Kehidupan rumah tangga pastinya tidak hanya dihiasi dengan romantisme dan perasaan berbunga-bunga setiap harinya. Masalah akan hadir sewaktu-waktu; terkadang sebesar kerikil, di lain waktu sebesar bukit. Dan kehadirannya dapat menggoreskan luka batin pada pihak yang terlibat, khususnya wanita yang kerap dikatakan perasaannya lebih mendominasi.

Sayangnya, tidak semua luka itu bisa sembuh sendiri, Sahabat. Bukan karena kesalahan mereka yang terluka, melainkan karena memang perlu proses yang lebih panjang. Perlu pemahaman dan langkah yang tepat untuk menyembuhkannya.

Untuk itulah hadir kajian Curhatin bagi para muslimah yang tengah kesulitan sembuhkan luka di hati karena masalah rumah tangga. Lewat kolaborasi bersama Sinergi Foundation dan beberapa pihak lain, tersedialah wadah bagi muslimah untuk mencari ilmu dan ketenangan batin.

Kajian bertema “Membasuh Luka, Mendekap Cintanya” ini digelar Ahad (4/5) pagi di Masjid Trans Studio Bandung. Peserta yang hadir diajak menyelami sisi spiritual dan medis dari luka yang mereka miliki. Perspektif medis dibahas secara khusus oleh pemateri tamu, dr. Sabilla.

Dalam kesempatan ini, tim Sinergi Foundation mengingatkan pentingnya meningkatkan kualitas ibadah sebagai bagian dari proses penyembuhan batin. Salah satunya melalui ibadah kurban, yang tidak hanya ditujukan untuk mendekatkan diri kepada Allah, tetapi juga menjadi sarana berbagi untuk sesama. Melalui ibadah ini, kita dapat membantu menyembuhkan luka sosial saudara-saudara kita di pelosok negeri yang jarang sekali merasakan daging kurban.

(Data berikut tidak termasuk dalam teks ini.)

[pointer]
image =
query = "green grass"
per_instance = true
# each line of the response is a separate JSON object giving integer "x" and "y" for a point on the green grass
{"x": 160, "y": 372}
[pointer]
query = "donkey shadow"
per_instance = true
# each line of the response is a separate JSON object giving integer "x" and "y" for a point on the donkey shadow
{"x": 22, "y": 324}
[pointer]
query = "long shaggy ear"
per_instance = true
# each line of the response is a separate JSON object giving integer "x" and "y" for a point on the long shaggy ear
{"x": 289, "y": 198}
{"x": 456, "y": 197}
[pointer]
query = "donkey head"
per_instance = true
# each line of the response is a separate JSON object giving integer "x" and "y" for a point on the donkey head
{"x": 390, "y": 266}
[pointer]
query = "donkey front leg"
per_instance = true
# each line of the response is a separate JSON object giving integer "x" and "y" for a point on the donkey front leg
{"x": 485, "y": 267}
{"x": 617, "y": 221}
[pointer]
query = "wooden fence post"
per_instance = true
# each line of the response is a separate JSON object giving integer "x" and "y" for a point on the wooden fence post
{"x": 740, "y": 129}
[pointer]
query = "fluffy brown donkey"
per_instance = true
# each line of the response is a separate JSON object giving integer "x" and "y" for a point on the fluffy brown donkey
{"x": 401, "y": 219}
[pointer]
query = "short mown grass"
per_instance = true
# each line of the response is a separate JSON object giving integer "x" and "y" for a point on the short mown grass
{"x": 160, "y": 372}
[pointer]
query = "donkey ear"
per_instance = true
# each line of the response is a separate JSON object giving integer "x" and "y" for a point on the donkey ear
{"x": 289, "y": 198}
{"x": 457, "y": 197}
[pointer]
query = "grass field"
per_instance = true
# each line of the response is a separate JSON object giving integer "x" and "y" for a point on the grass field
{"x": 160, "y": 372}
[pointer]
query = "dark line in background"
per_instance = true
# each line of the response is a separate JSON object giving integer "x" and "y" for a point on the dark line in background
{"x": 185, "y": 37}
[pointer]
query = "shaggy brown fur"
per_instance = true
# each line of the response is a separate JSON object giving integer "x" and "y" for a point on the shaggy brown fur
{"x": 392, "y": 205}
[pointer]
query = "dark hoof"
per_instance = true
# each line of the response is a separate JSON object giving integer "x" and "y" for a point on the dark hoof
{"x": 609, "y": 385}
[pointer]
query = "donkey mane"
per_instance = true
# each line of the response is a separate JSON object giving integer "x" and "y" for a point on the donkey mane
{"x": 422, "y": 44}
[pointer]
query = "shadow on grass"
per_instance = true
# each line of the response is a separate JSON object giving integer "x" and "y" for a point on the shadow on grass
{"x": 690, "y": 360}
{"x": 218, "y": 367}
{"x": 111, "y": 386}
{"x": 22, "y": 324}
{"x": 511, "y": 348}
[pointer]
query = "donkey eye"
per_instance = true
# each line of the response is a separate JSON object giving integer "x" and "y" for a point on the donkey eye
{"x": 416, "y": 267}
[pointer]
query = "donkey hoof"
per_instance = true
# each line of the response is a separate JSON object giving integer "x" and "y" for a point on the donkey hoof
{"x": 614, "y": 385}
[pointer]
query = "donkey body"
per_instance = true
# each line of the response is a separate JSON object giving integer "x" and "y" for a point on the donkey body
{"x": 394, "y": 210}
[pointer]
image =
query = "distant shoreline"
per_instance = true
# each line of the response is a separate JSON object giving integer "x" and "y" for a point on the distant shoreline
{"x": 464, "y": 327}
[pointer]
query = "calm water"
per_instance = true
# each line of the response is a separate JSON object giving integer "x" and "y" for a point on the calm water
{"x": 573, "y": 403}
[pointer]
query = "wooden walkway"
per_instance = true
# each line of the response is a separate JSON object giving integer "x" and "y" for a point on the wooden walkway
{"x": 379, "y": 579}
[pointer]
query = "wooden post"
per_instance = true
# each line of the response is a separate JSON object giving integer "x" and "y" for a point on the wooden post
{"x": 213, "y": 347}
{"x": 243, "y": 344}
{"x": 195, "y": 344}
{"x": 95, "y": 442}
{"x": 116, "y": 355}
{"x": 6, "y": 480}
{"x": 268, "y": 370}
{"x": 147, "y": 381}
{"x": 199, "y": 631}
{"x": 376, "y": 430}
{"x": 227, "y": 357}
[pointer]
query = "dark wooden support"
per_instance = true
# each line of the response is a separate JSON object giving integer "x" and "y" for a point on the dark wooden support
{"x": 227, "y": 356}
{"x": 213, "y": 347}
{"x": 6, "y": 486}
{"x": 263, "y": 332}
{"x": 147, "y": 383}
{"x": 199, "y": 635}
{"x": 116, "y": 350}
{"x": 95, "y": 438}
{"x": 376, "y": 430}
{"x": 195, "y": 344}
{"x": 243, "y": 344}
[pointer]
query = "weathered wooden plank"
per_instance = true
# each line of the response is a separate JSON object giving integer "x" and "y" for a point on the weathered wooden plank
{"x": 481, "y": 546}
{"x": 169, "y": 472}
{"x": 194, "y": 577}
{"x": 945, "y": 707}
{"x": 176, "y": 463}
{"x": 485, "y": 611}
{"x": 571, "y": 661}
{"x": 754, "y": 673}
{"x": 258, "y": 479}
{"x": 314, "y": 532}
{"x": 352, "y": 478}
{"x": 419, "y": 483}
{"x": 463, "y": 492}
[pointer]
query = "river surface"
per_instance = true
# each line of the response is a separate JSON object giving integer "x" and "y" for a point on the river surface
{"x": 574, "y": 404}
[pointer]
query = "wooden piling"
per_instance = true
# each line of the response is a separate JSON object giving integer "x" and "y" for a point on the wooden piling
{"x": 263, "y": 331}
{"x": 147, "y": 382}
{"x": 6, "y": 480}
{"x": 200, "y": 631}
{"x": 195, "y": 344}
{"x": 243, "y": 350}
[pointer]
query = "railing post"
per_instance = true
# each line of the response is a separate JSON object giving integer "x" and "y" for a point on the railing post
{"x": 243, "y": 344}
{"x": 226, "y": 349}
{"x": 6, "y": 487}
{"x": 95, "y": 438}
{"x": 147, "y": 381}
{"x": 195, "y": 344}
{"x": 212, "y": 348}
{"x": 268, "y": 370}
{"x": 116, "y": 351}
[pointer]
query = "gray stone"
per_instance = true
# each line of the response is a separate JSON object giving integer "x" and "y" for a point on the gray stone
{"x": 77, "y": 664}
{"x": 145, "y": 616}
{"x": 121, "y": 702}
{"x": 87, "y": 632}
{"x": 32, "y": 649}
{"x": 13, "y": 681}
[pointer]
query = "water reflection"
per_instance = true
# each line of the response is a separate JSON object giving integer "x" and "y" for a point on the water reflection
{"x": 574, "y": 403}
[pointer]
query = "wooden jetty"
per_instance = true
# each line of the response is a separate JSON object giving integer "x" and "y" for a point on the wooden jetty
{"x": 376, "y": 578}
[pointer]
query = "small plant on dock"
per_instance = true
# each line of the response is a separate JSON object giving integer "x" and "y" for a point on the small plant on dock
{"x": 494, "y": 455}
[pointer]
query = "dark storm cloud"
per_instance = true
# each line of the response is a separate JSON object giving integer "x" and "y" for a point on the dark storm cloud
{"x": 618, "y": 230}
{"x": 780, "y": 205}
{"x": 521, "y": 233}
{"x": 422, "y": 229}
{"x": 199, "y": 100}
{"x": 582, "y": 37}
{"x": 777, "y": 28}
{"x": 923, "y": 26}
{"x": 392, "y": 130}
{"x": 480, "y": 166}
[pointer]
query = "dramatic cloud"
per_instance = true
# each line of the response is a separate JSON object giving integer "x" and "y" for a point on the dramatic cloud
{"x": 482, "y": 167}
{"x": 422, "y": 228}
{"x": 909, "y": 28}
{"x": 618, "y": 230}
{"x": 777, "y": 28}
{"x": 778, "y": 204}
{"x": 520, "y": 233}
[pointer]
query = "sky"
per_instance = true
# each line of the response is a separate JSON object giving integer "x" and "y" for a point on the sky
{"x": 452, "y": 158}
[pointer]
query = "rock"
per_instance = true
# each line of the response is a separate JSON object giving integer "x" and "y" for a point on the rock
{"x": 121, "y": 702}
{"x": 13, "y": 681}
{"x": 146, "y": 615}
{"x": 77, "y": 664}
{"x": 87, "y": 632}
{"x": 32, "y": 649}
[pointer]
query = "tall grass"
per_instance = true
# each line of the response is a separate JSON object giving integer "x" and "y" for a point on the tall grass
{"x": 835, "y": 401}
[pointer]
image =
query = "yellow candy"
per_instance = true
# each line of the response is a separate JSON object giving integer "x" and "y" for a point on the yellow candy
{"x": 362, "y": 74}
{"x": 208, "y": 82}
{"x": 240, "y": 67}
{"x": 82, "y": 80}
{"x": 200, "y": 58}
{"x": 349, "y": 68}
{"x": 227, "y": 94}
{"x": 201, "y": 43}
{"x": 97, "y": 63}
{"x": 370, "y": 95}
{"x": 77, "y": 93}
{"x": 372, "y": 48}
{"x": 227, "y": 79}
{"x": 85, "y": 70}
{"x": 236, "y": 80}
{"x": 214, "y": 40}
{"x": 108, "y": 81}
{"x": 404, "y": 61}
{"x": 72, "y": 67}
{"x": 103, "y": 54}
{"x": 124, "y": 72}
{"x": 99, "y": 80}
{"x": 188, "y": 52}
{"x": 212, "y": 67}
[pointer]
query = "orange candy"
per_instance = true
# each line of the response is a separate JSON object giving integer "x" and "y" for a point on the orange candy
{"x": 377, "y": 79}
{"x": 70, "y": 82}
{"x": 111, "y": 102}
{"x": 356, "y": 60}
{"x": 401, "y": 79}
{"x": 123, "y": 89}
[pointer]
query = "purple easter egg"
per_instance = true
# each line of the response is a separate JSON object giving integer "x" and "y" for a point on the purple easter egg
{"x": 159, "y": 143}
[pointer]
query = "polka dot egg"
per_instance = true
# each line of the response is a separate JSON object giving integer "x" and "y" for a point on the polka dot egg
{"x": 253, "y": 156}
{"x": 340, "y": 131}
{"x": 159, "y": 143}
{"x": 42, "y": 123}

Sinergi Foundation mengajak seluruh jamaah untuk membuka hati, memperkuat empati, dan turut serta dalam program “Sedekah Kurban“. Kajian ini diharapkan menjadi titik awal gerakan kebaikan yang menyentuh lebih banyak hati dan memperluas manfaat hingga ke daerah-daerah yang sangat membutuhkan.

Semoga langkah kecil ini menjadi wasilah besar untuk mendekat kepada-Nya, menyembuhkan luka-luka batin, dan membagikan cinta kepada sesama ya, Sahabat.

Assalamualaikum, Sinergi Foundation!